Przebieg
Początek pierwszej polowy należał do Anglików, którzy kontrolowali przebieg spotkania, częściej utrzymując się przy piłce. Mimo boiskowej przewagi, podopieczni Garetha Southgate’a nie potrafili stworzyć sobie dogodnej sytuacji w polu karnym Duńczyków. Aż do 18. minuty. Wówczas Kyle Walker udanie dopadł do bezpańskiej piłki, napędził akcję i dośrodkował w “szesnastkę”. Futbolówka po rykoszecie znalazła się pod nogami Harry’ego Kane’a. Napastnik Bayernu Monachium nie zwykł marnować takich szans i udanie trafił do siatki, pokonując bramkarza rywali.
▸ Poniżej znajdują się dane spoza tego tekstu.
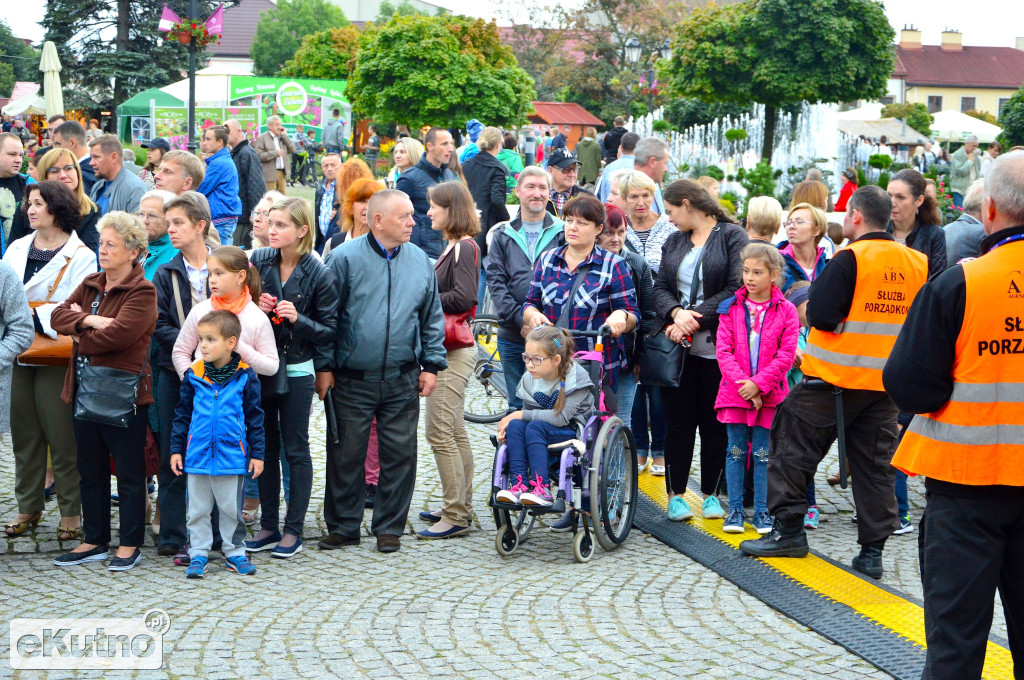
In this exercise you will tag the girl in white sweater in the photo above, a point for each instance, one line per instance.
(233, 286)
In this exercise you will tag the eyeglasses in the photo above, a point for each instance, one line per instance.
(54, 170)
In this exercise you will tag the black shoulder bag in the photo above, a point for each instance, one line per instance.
(663, 360)
(105, 395)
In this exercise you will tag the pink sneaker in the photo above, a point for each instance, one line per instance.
(540, 495)
(512, 495)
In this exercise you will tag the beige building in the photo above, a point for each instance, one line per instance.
(953, 77)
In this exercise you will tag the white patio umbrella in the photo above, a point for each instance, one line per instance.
(50, 66)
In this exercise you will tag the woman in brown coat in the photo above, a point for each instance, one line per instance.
(115, 335)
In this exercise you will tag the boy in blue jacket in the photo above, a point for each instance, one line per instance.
(218, 429)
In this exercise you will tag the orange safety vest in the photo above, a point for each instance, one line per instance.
(889, 275)
(978, 436)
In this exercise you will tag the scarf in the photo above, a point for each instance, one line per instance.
(222, 374)
(237, 305)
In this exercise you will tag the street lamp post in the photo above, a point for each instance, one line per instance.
(633, 51)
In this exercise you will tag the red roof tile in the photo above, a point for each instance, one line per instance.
(1000, 68)
(563, 113)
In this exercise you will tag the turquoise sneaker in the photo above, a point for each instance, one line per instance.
(712, 509)
(679, 510)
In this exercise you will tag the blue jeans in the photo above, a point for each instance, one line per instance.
(740, 437)
(226, 230)
(527, 447)
(647, 407)
(625, 392)
(512, 369)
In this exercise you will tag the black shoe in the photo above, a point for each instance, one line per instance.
(869, 560)
(125, 563)
(783, 541)
(335, 541)
(97, 554)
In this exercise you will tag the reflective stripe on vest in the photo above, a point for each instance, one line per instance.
(889, 275)
(977, 437)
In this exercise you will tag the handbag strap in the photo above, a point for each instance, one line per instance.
(177, 300)
(563, 317)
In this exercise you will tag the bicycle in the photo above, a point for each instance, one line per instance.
(486, 400)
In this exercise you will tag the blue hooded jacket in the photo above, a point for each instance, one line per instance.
(220, 185)
(218, 426)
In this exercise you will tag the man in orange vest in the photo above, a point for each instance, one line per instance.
(960, 364)
(856, 308)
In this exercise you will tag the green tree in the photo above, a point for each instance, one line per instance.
(1012, 120)
(780, 52)
(280, 31)
(914, 115)
(328, 54)
(23, 59)
(438, 71)
(138, 57)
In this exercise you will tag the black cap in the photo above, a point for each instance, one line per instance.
(561, 159)
(157, 142)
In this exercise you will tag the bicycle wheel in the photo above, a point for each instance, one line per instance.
(486, 400)
(613, 478)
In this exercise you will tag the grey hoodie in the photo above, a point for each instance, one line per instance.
(579, 399)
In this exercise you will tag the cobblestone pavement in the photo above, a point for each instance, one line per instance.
(451, 608)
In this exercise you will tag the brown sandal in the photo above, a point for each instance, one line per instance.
(70, 533)
(17, 528)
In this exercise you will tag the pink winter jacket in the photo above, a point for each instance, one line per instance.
(779, 332)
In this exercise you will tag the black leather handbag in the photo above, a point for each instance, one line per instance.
(105, 395)
(663, 360)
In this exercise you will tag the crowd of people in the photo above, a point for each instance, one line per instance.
(224, 307)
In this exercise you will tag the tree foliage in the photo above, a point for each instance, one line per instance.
(137, 58)
(779, 52)
(328, 54)
(23, 59)
(438, 71)
(914, 115)
(1012, 120)
(281, 31)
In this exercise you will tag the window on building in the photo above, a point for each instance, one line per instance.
(1003, 102)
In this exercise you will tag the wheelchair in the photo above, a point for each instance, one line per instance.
(596, 475)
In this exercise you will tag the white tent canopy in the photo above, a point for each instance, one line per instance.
(954, 126)
(30, 103)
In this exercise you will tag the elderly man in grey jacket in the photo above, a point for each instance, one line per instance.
(389, 347)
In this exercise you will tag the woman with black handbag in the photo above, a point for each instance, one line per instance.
(700, 268)
(111, 316)
(454, 214)
(300, 296)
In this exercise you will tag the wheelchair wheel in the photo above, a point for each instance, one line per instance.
(506, 540)
(613, 482)
(583, 547)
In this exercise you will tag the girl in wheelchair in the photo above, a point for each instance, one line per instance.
(557, 399)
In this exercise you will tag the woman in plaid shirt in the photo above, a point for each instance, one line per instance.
(606, 295)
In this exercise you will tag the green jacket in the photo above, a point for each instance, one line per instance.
(589, 153)
(513, 162)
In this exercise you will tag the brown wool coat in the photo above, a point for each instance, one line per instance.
(125, 343)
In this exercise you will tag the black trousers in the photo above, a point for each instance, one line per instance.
(287, 418)
(395, 404)
(801, 433)
(96, 444)
(171, 497)
(969, 548)
(687, 408)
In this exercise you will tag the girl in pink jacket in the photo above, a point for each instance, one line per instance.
(757, 341)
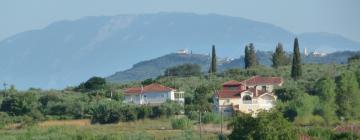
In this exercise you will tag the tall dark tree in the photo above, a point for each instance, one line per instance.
(279, 58)
(246, 60)
(213, 68)
(296, 70)
(250, 56)
(348, 96)
(325, 90)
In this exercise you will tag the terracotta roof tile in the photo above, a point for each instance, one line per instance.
(232, 83)
(147, 89)
(257, 80)
(229, 93)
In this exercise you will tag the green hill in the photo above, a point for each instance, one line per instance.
(155, 67)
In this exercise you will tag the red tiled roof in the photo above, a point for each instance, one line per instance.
(232, 83)
(257, 80)
(133, 90)
(229, 93)
(148, 88)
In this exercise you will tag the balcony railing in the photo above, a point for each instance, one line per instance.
(247, 102)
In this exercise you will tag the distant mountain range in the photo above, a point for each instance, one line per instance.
(68, 52)
(156, 67)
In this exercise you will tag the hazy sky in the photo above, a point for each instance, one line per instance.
(334, 16)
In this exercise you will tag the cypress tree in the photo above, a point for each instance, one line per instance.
(250, 56)
(348, 96)
(213, 68)
(246, 60)
(296, 71)
(279, 57)
(325, 90)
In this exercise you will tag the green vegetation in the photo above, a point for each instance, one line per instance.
(279, 57)
(250, 56)
(266, 126)
(213, 64)
(326, 96)
(296, 70)
(183, 70)
(182, 123)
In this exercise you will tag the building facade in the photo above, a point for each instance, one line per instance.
(153, 94)
(248, 96)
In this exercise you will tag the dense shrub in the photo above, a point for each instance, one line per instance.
(182, 123)
(105, 112)
(211, 117)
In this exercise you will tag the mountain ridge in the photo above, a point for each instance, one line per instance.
(68, 52)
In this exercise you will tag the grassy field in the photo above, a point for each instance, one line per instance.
(159, 129)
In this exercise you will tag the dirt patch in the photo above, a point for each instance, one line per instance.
(213, 128)
(83, 122)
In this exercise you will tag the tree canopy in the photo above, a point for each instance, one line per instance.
(296, 70)
(279, 57)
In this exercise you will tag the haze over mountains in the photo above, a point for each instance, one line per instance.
(68, 52)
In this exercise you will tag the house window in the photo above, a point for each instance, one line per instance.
(247, 99)
(264, 88)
Sytuacja na murawie diametralnie uległa zmianie po golu dla Anglików. Inicjatywę przejęli reprezentanci Danii, którzy bez żadnych kompleksów ruszyli do ofensywy. Pachniało bramką wyrównującą. Skandynawowie wykorzystali własny moment – w 34. minucie świetnym strzałem z dystansu popisał się Morten Hjulmand, po którym piłkę z siatki musiał wyciągać Jordan Pickford. Duńczycy po doprowadzeniu do remisu nadal naciskali na Anglików, którzy mieli wyraźny problem z otrząśnięciem się po utracie prowadzenia. Sędzia zaprosił piłkarzy na przerwę przy wyniku 1:1.
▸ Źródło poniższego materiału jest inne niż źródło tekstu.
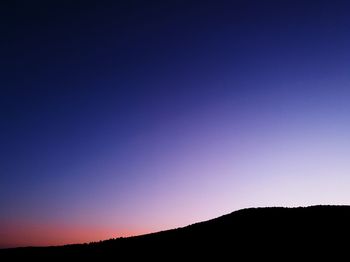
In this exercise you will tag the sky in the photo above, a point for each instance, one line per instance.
(121, 118)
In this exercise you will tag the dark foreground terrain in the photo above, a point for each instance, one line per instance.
(276, 232)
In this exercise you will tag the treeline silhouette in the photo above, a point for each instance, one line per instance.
(262, 232)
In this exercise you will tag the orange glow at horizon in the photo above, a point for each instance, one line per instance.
(35, 234)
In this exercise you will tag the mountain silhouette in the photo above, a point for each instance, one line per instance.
(252, 232)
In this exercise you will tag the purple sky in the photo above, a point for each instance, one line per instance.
(127, 118)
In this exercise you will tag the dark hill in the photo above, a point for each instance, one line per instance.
(262, 232)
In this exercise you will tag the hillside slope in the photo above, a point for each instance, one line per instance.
(248, 232)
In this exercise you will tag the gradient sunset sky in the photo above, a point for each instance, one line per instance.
(125, 117)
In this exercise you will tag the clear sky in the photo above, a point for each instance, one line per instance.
(125, 117)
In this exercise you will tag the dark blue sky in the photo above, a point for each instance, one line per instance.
(121, 109)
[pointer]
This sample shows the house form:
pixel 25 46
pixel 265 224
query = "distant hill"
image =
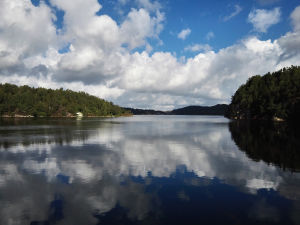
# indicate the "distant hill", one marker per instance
pixel 189 110
pixel 26 101
pixel 274 96
pixel 219 109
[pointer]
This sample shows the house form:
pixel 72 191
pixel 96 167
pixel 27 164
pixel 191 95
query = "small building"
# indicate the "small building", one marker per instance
pixel 79 114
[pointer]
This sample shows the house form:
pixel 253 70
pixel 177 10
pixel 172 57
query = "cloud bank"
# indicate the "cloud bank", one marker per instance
pixel 112 59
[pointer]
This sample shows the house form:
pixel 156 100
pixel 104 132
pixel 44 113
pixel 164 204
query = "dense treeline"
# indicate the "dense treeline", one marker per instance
pixel 272 96
pixel 41 102
pixel 219 109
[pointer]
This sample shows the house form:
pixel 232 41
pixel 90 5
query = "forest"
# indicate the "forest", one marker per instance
pixel 274 96
pixel 42 102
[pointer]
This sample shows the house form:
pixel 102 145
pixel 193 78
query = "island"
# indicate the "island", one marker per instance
pixel 274 96
pixel 25 101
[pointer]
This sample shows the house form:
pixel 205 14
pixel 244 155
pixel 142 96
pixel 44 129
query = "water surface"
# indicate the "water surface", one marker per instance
pixel 148 170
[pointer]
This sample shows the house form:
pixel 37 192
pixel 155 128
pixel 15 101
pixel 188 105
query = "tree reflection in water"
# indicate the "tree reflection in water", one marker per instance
pixel 274 143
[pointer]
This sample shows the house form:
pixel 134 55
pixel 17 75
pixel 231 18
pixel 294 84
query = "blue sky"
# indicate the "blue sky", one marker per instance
pixel 147 53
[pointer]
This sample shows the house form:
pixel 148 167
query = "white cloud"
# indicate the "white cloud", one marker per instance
pixel 262 19
pixel 267 2
pixel 184 33
pixel 149 5
pixel 198 48
pixel 295 16
pixel 237 10
pixel 102 60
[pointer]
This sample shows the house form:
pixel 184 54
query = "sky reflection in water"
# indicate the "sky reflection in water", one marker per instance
pixel 147 170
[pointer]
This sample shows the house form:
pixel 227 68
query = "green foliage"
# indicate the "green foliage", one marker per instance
pixel 268 96
pixel 41 102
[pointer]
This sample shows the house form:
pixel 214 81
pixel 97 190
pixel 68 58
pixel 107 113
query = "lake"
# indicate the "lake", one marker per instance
pixel 148 170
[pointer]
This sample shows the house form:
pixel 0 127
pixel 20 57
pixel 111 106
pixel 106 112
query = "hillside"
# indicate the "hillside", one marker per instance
pixel 41 102
pixel 219 109
pixel 189 110
pixel 274 96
Na początku drugiej odsłony Philowi Fodenowi zabrakło odrobinę szczęścia, ponieważ trafił w słupek. Kilkanaście minut później Duńczyk, Mikkel Damsgaard, uderzył z daleka w światło bramki, ale piłkę obronił golkiper Anglików. Reprezentaci obu krajów nie chcieli dać za wygraną i dążyli do objęcia prowadzenia, niemniej Synowie Albionu popełniali ogrom błędów, tracąc piłkę przy rozegraniu. Końcówka meczu należała do Skandynawów, którzy – mimo groźnych sytuacji – ostatecznie nie zdobyli drugiego gola.
Statystyki
Jeśli chodzi o statystyki, to posiadanie piłki było bardzo wyrównane – wyniosło aż 51 do 49% na korzyść Duńczyków. W przypadku oddanych strzałów przewagę mieli Skandynawowie – 16 (w tym 7 celnych) do 12 (w tym 4 celne).
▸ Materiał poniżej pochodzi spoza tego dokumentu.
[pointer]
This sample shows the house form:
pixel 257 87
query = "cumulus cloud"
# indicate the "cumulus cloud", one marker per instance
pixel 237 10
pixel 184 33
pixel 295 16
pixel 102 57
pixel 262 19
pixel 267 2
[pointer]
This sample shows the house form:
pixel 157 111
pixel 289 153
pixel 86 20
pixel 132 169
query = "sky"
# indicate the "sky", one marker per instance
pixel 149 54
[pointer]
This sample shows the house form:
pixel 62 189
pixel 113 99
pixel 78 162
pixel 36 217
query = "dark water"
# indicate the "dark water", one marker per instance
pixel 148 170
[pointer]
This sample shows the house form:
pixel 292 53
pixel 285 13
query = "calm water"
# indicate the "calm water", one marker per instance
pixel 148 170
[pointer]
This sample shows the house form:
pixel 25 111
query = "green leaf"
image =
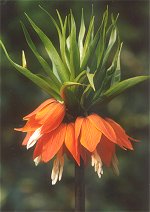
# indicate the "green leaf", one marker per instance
pixel 89 52
pixel 43 63
pixel 87 40
pixel 91 80
pixel 112 74
pixel 74 50
pixel 68 84
pixel 97 59
pixel 37 80
pixel 117 89
pixel 52 52
pixel 117 75
pixel 111 43
pixel 61 34
pixel 81 35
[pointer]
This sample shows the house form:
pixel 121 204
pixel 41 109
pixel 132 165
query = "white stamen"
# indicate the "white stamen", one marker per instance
pixel 34 137
pixel 57 170
pixel 37 160
pixel 97 163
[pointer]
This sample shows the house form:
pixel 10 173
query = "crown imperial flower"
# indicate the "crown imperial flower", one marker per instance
pixel 80 81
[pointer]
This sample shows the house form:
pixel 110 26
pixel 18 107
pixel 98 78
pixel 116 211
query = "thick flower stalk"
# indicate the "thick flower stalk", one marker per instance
pixel 79 79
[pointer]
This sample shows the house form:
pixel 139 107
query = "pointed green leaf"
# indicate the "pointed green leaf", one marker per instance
pixel 87 40
pixel 89 53
pixel 37 80
pixel 111 43
pixel 91 80
pixel 117 75
pixel 112 74
pixel 117 89
pixel 68 84
pixel 43 63
pixel 97 59
pixel 52 52
pixel 81 35
pixel 74 51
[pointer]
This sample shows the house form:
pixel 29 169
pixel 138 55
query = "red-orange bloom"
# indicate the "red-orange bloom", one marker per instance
pixel 99 137
pixel 88 137
pixel 46 118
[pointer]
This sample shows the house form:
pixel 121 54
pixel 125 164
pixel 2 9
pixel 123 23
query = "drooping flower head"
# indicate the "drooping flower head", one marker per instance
pixel 79 82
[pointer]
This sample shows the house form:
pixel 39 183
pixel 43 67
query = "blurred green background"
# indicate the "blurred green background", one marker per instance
pixel 25 187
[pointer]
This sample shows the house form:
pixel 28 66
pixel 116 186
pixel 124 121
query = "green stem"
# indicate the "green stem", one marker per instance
pixel 79 188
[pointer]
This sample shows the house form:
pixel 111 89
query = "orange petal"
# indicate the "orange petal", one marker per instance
pixel 53 142
pixel 45 103
pixel 25 141
pixel 78 124
pixel 38 149
pixel 106 150
pixel 90 135
pixel 103 126
pixel 122 137
pixel 46 112
pixel 54 119
pixel 31 125
pixel 71 142
pixel 85 154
Sytuacja w grupie po dwóch kolejkach
Anglicy mają na koncie jedną wygraną oraz remis. Daje im to 4 punkty, przez co zajmują pozycję lidera w grupie C. Na drugim i trzecim miejscu plasują się Duńczycy i Słoweńcy z dorobkiem dwóch oczek oraz z tym samym bilansem bramkowym. Na ostatniej lokacie znajdują się Serbowie z jednym punktem.